There are those persons in our daily school life who make all the difference on an opening day . . . the children, parents, staff members, friends, and community helpers. Then there are those whose very presence simply nurtures us. The three ladies pictured here, Brenda Folsom, LaRue Miller (our school namesake), and Dolores McClatchey, have been at every Miller opening since our first day in 2008. These icons are all Midlothian ISD retirees and teaching legends. Honestly, we couldn’t open the doors Day #1 without them. While they like to brag “you’re helping us,” we know, in fact, they are the shoulders we stand upon as we educate the future generation. Their gentle guidance with new parents, brilliant smiles, kind words, and calm presence set the tone for an amazing first day. Yes, blessings continue to abound at Miller . . . the first day is always proof.

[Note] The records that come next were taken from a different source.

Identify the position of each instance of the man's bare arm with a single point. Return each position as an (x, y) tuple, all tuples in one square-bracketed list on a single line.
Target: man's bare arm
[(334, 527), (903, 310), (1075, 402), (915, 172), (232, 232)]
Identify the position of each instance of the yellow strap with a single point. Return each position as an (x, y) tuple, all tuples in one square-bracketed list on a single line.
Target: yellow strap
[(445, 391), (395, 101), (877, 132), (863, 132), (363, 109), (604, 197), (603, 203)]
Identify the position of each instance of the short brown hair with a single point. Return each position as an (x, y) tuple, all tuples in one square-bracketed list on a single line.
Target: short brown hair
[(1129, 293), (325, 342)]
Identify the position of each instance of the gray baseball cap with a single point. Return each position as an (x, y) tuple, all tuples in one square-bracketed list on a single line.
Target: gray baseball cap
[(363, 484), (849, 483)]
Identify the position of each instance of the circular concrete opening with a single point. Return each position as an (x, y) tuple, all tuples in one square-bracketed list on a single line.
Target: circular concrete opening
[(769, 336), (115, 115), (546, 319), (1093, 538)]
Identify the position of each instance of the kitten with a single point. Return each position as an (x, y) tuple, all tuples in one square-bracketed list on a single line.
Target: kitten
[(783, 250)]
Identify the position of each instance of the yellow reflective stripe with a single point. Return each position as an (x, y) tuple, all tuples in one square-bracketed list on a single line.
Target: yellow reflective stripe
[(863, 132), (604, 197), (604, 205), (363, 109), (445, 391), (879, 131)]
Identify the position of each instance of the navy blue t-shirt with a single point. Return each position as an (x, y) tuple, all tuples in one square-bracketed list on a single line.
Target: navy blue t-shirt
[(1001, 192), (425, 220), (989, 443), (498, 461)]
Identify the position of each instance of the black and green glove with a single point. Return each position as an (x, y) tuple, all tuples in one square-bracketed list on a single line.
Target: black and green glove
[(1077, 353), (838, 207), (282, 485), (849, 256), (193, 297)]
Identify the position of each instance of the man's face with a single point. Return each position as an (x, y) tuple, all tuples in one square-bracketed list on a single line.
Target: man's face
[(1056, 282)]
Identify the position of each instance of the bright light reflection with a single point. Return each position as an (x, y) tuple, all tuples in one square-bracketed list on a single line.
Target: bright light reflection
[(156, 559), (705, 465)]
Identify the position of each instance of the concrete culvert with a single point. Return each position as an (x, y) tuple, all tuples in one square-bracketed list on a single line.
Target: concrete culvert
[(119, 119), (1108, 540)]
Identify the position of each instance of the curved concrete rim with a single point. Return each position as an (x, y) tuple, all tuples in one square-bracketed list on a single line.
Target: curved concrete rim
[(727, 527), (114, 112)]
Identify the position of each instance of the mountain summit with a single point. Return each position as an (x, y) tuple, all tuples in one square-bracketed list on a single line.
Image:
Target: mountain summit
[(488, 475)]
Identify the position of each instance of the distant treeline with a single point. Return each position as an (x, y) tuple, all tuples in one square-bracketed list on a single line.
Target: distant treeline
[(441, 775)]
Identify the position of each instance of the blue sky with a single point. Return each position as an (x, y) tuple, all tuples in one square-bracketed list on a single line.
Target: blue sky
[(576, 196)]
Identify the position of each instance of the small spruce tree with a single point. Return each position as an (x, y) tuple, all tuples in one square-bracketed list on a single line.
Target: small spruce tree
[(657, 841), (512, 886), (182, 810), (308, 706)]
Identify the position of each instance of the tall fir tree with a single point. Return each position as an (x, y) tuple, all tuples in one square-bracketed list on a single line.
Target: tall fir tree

We look forward to an extraordinary year ahead!
Yes, we are blessed at LaRue Miller Elementary! While I cannot begin to adequately pen each individual blessing in this short missive, you need to trust me on this personal observation. The annual “blessing of the school” (thanks to all who attended) always reminds me of the daunting task ahead for the coming 177 instructional days . . . tasks for our learners, their classroom leaders, families, and our learning community. On the night before the first day of school, there is great excitement, expectation, anticipation, anxiety, fear, wonderful smiles, and maybe some tears when thinking about the tasks ahead (and that’s just our Miller staff members). I challenge us this year to focus more on each day; to capture the majestic moments of each task. Look at it this way: the only way to eat the six-tiered cake is one piece at a time.
In his serene wisdom, Ralph Waldo Emerson noted: “What lies behind us and what lies before us are tiny matters compared to what lies within us.” What lies within each learner, each leader, and each member of our LaRue Miller family are extraordinary possibilities; now is the time to experience them! As we embark together this school year through our educational journey, may you and your learner be showered in profound blessings and majestic moments. Count your blessings; we’ll see you on Monday! 🙂
Salutations! My name is Beth Van Amburgh and I am honored to serve as princiPAL of LaRue Miller Elementary in Midlothian ISD, Midlothian, Texas. For a twist this year, I accepted a challenge to blog about daily school life here at LME, thus this venue will be the fruits of my writing labor. I endeavor to:
- tell the truth, the whole truth, and nothing but the truth;
- share wit and wisdom from the learners and leaders of our learning community;
- offer research-based thoughts on hot topics (well, if I’m telling the truth, then personal interjections may occasionally be somewhat biased); and
- give hope during waves of educational change.
Please enJOY the attached portrait of me compliments of a learner sharing her artistic talents.
It’s time to ring the golden bell, LaRue Miller Elementary, on our 2011-2012 school year! Welcome!